Data sources let Terraform read information from your cloud provider or external systems without creating or managing resources. Use them to look up AMIs, reference existing VPCs, read secrets, and query anything you didn’t create with Terraform.
Basic Syntax
# Data source: reads, never creates
data "aws_ami" "al2023" {
most_recent = true
owners = ["amazon"]
filter {
name = "name"
values = ["al2023-ami-*-x86_64"]
}
}
# Use the result
resource "aws_instance" "web" {
ami = data.aws_ami.al2023.id # ← Read from data source
instance_type = "t3.micro"
}
Data Source vs Resource
| Feature | resource | data |
|---|---|---|
| Action | Create, update, destroy | Read only |
| State | Tracked in state | Refreshed every plan |
| Lifecycle | Full (create → destroy) | None (read each time) |
| Purpose | Manage infrastructure | Reference existing infrastructure |
| Prefix | resource "aws_vpc" | data "aws_vpc" |
| Reference | aws_vpc.main.id | data.aws_vpc.main.id |
Common Data Sources
Look Up the Latest AMI
# Amazon Linux 2023
data "aws_ami" "al2023" {
most_recent = true
owners = ["amazon"]
filter {
name = "name"
values = ["al2023-ami-*-x86_64"]
}
filter {
name = "virtualization-type"
values = ["hvm"]
}
}
# Ubuntu 24.04
data "aws_ami" "ubuntu" {
most_recent = true
owners = ["099720109477"] # Canonical
filter {
name = "name"
values = ["ubuntu/images/hvm-ssd-gp3/ubuntu-noble-24.04-amd64-server-*"]
}
}
Reference an Existing VPC
# Look up VPC by tag
data "aws_vpc" "existing" {
filter {
name = "tag:Name"
values = ["production-vpc"]
}
}
# Look up subnets in that VPC
data "aws_subnets" "private" {
filter {
name = "vpc-id"
values = [data.aws_vpc.existing.id]
}
filter {
name = "tag:Tier"
values = ["private"]
}
}
# Use them
resource "aws_ecs_service" "app" {
# ...
network_configuration {
subnets = data.aws_subnets.private.ids
}
}
Get Current AWS Account Info
data "aws_caller_identity" "current" {}
data "aws_region" "current" {}
locals {
account_id = data.aws_caller_identity.current.account_id # "123456789012"

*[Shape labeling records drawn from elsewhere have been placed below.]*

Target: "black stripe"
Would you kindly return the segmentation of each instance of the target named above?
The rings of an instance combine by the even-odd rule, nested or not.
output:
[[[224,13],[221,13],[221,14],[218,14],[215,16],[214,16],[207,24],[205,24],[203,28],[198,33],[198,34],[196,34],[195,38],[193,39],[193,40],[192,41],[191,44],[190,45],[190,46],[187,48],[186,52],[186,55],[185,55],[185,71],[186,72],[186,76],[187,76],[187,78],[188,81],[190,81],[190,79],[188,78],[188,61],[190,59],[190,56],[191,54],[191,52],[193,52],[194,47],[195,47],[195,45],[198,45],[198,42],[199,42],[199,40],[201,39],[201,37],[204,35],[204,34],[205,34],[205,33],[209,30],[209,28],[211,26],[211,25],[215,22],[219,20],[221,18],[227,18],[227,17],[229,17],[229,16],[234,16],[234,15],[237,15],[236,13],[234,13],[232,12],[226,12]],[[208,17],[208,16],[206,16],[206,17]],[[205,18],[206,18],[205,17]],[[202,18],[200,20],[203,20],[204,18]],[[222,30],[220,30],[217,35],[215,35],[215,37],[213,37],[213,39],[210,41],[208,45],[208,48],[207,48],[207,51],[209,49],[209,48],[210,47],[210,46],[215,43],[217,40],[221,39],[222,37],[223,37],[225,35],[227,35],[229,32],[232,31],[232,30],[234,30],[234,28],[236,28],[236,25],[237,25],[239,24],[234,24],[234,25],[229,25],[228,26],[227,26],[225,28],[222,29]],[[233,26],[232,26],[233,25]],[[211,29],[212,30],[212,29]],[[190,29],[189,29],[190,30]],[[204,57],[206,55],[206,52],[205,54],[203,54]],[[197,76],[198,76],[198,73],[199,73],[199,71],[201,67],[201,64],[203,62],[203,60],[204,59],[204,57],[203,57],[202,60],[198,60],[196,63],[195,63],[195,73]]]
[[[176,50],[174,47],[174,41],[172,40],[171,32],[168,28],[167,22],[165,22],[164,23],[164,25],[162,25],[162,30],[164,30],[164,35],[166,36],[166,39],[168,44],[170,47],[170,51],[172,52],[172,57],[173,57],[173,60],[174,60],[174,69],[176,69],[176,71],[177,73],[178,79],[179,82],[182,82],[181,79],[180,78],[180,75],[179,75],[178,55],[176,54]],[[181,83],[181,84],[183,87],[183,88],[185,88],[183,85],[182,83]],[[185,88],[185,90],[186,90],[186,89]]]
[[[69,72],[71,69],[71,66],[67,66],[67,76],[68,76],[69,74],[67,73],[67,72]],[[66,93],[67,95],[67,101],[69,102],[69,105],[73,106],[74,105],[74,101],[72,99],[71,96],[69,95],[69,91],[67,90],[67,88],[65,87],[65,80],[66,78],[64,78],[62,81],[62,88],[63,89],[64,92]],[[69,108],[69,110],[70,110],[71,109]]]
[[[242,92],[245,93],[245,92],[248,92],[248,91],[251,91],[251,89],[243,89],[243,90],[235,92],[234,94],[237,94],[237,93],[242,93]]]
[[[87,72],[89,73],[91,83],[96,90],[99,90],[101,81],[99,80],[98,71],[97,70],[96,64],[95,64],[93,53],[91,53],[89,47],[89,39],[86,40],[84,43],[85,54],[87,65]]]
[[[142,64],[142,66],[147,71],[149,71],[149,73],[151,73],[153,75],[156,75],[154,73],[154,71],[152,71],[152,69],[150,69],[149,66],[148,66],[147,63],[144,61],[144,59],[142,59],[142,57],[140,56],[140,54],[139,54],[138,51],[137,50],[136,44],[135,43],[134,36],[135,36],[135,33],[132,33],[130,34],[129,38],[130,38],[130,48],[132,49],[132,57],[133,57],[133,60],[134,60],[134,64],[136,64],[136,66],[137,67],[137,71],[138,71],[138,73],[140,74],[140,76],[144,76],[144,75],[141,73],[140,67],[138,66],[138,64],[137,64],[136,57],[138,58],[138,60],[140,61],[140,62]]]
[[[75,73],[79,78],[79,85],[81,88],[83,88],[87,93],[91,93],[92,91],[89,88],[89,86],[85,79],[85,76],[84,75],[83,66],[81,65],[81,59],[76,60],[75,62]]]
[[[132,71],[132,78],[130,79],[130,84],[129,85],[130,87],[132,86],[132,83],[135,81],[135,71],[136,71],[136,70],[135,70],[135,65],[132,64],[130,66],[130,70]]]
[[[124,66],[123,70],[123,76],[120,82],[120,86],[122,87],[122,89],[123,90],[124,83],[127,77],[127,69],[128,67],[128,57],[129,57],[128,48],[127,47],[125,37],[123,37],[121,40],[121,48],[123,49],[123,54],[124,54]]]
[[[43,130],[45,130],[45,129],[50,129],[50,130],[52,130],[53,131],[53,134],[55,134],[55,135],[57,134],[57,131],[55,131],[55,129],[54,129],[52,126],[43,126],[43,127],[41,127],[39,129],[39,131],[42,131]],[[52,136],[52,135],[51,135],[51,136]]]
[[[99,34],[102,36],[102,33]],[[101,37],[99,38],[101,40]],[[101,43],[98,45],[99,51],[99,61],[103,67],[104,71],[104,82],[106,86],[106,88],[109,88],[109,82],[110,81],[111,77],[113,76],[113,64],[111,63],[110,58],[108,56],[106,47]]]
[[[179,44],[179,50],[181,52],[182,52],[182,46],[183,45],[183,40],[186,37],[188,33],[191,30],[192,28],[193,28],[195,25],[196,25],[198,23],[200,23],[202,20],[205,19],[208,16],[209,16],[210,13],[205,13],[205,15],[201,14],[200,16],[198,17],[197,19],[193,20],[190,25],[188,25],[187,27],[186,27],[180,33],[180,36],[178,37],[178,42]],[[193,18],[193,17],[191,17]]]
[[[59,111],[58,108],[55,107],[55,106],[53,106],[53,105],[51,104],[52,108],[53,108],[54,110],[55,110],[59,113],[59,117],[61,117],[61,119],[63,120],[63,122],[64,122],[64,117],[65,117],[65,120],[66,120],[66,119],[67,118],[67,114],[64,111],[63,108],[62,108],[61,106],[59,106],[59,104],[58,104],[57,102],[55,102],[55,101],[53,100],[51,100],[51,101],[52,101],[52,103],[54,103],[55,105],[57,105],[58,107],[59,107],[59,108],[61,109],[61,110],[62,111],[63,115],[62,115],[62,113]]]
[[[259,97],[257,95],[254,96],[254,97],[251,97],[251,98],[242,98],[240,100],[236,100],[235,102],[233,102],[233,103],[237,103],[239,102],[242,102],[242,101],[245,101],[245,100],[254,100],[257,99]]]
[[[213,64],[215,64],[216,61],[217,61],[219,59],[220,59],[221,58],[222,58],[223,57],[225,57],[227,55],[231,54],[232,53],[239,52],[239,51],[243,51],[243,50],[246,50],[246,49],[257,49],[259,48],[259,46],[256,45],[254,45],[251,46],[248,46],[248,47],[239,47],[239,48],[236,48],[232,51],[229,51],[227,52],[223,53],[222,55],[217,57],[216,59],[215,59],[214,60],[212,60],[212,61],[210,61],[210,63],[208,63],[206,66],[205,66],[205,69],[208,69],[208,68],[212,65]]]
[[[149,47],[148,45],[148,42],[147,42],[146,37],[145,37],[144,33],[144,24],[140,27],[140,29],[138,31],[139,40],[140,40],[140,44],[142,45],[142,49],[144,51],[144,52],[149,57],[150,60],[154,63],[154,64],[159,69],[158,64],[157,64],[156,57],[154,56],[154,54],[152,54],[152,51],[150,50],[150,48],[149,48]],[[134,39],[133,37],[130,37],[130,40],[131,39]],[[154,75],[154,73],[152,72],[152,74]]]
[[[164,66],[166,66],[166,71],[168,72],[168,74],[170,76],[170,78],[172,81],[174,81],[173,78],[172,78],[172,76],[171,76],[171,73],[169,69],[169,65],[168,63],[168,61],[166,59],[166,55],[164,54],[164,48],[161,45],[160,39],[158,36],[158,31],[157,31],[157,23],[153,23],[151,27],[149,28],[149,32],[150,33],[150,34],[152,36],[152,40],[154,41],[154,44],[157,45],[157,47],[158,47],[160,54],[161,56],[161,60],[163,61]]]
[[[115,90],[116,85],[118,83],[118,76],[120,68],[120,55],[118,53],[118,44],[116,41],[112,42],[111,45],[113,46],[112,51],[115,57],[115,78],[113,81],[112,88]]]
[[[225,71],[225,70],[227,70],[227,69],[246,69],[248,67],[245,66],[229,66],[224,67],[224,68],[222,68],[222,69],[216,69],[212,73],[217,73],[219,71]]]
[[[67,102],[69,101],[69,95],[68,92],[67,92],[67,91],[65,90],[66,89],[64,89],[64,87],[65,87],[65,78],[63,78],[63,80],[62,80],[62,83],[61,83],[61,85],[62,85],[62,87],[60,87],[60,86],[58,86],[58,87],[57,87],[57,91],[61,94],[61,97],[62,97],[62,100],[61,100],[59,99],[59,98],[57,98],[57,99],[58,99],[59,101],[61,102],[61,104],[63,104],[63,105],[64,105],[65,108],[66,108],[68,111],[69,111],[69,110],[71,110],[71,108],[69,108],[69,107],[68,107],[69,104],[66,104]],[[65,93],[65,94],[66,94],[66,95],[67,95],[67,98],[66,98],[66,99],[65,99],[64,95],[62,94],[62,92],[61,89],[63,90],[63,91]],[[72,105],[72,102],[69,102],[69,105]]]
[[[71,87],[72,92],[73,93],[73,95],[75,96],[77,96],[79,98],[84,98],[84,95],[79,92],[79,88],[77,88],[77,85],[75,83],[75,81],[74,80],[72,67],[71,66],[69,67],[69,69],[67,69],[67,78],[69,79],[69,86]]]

region = data.aws_region.current.name # "us-east-1"
}
# Use in ARN construction
resource "aws_iam_policy" "app" {
policy = jsonencode({
Version = "2012-10-17"
Statement = [{
Effect = "Allow"
Action = "s3:GetObject"
Resource = "arn:aws:s3:::${local.account_id}-data/*"
}]
})
}
Get Available AZs
data "aws_availability_zones" "available" {
state = "available"
}
resource "aws_subnet" "private" {
count = 3
vpc_id = aws_vpc.main.id
cidr_block = cidrsubnet("10.0.0.0/16", 8, count.index)
availability_zone = data.aws_availability_zones.available.names[count.index]
}
Read from Secrets Manager
data "aws_secretsmanager_secret_version" "db" {
secret_id = "prod/database/password"
}
resource "aws_db_instance" "main" {
# ...
password = data.aws_secretsmanager_secret_version.db.secret_string
# ⚠️ Note: this stores the secret in Terraform state!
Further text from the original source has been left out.